Court Opinion

ID: 5239744
Source: CourtListenerOpinion
Date Created: 2022-01-06 17:22:51.36839+00
Date Added: 2024-06-11T08:27:47.391830
License: Public Domain

McLaughlin, J. (dissenting):
Action to foreclose a mechanic’s lien. The answer put in issue the material allegations of the complaint and set up a counterclaim, to which the plaintiff interposed a reply consisting of four paragraphs. The 1st denied the 6th, the 2d a part of the 5th, and the 3d the 7th paragraphs of the amended answer. The 4th paragraph begins: '“Further replying * * * plaintiff alleges.” Then follows the statement of certain facts which it is unnecessary to consider. The defendant demurred to the 4th paragraph. The demurrer was overruled and defendant appeals.
Each cause of action pleaded, answer thereto, or reply to a counterclaim must be complete in itself and a demurrer only lies to such pleading as a whole and not to a separate paragraph of it. (Code Civ. Proc. §§ 492, 493, 494; Hollingsworth v. Spectator Co., No. 1, 53 App. Div. 291.) A reply must contain a general or specific denial of each material allegation of the counterclaim controverted by the plaintiff and may set forth in ordinary and concise language new matter not inconsistent with the complaint constituting a defense to the counterclaim. (Code Civ. Proc. § 514.) If it contains two or more distinct avoidances of the counterclaim the same must be “separately stated and numbered.” (Code Civ. Proc. § 517.)

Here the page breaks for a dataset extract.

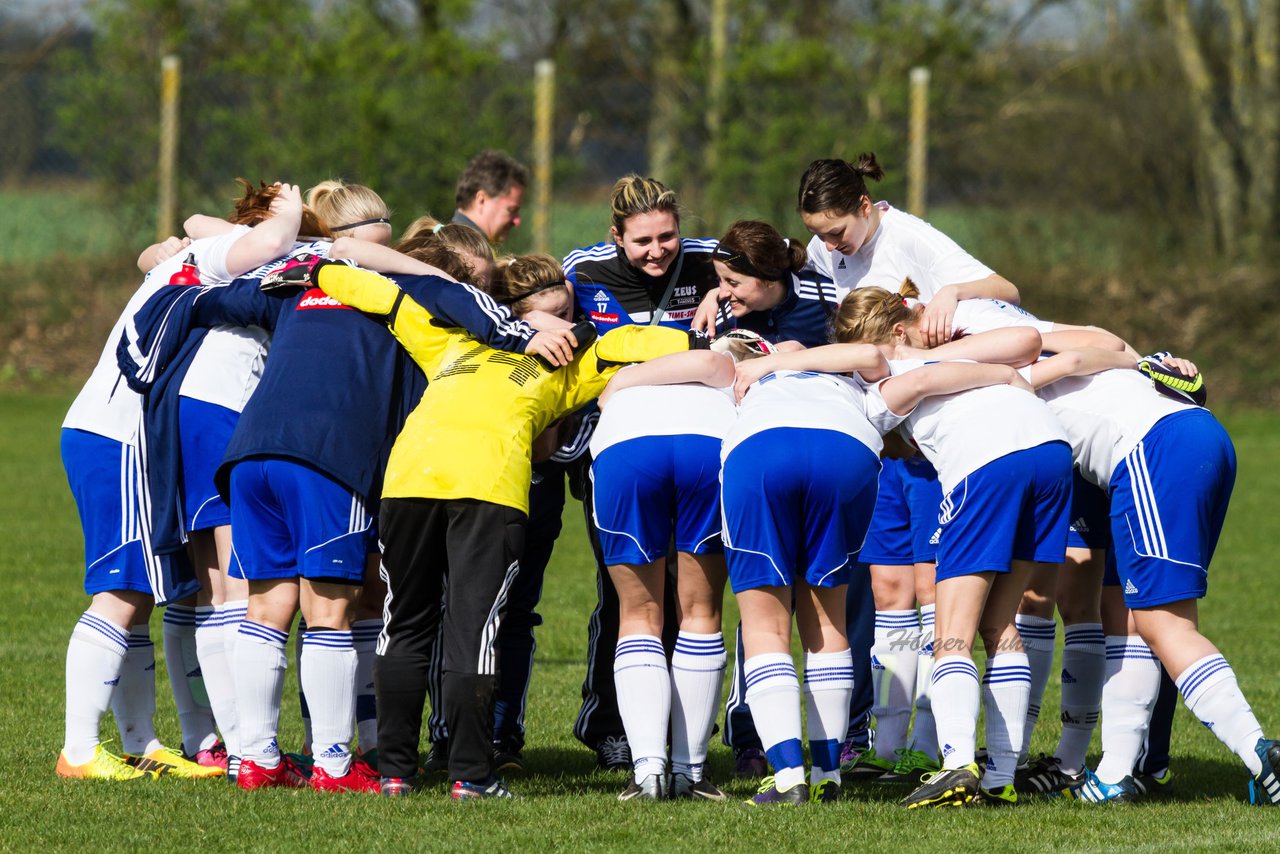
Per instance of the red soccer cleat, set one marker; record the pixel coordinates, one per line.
(255, 776)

The court below evidently reached the conclusion that the 4th paragraph demurred to was intended by the pleader as a continuation of the preceding paragraphs, and in this I think he was correct. To hold that it was intended as a separate reply is to put into the pleading something which does not there appear. The suggestion is made — not by counsel — that this can be done because the pleader used the words “ Further replying * * * alleges.” I am unable to ascribe such meaning to the use of these words. They certainly do not indicate it was intended by their use to set up a separate and distinct reply. If the appellant believes such were the intended effect, then the proper practice is to move to make the pleading more definite and certain by compelling plaintiff to separately state and number the paragraph demurred to.
I, therefore, think the order should be affirmed and dissent from a reversal.